Les choses étaient en cet état lorsque la grosse Jeanneton, qui avait amassé cinquante écus, jugeant qu’elle avait fait son temps de galère, songea à se marier ; il fallut la remplacer. La vieille dame hésita pendant quelque temps ; elle avait particulièrement horreur des personnes de son sexe. Elle me demanda si je ne saurais pas l’aider à faire la soupe et à soigner la volaille. Je déclinai l’honneur de ces importantes fonctions, et je parlai de la petite Ménine. En entendant prononcer ce nom, la vieille dame se cabra : « La fille d’une sorcière ! s’écria-t-elle, je ne veux pas d’une pareille engeance dans ma maison. » Cette tête de fer croyait aux sorciers. Quand on lui parlait d’un grand loup blanc qui hantait les bois du château, elle tremblait.

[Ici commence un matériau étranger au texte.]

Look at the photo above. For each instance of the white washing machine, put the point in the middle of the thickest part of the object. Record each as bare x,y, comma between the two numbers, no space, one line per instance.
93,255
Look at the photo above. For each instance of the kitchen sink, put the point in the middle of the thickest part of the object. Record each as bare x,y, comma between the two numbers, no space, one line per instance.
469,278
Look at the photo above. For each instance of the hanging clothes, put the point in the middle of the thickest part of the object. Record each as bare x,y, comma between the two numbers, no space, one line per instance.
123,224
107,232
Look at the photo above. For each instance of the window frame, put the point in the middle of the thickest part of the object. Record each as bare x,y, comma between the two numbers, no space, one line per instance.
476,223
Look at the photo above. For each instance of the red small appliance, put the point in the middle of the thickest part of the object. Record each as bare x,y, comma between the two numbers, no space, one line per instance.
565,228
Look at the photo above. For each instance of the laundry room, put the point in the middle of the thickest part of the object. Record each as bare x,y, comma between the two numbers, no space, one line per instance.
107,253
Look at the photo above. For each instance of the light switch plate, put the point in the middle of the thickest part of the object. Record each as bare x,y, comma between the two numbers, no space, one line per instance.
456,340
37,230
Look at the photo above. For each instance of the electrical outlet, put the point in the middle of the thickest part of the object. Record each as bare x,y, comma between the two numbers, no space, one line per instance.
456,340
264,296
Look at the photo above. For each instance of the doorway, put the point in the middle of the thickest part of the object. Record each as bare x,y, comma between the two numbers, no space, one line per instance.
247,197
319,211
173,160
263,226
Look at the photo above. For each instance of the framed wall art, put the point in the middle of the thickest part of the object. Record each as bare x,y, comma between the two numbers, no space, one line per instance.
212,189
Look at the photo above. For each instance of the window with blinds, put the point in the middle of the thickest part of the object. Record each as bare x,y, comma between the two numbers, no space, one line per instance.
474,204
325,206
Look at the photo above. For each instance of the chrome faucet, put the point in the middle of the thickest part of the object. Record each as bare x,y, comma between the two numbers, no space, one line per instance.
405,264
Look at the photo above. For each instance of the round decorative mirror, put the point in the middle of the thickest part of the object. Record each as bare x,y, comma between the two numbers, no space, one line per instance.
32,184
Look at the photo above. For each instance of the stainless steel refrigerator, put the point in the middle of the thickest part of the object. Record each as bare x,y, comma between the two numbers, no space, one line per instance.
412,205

Si un de ses bœufs était malade, elle ne mandait pas le vétérinaire, elle faisait dire un évangile. Elle avait dans une armoire des vieux cierges consacrés qu’elle allumait la nuit quand les chouettes poussaient leurs gémissemens, ou quand les loups de l’étang, sur la piste de quelque proie, donnaient de la gorge de façon à faire dresser les cheveux sur la tête. L’avarice cependant plaida la cause de la pauvre Ménine. L’enfant se contenterait de sa nourriture, de quelques chemises, de vieux habits ; elle serait facile à conduire ; d’ailleurs elle pouvait n’être pas sorcière. La vieille dame me dit de la lui amener.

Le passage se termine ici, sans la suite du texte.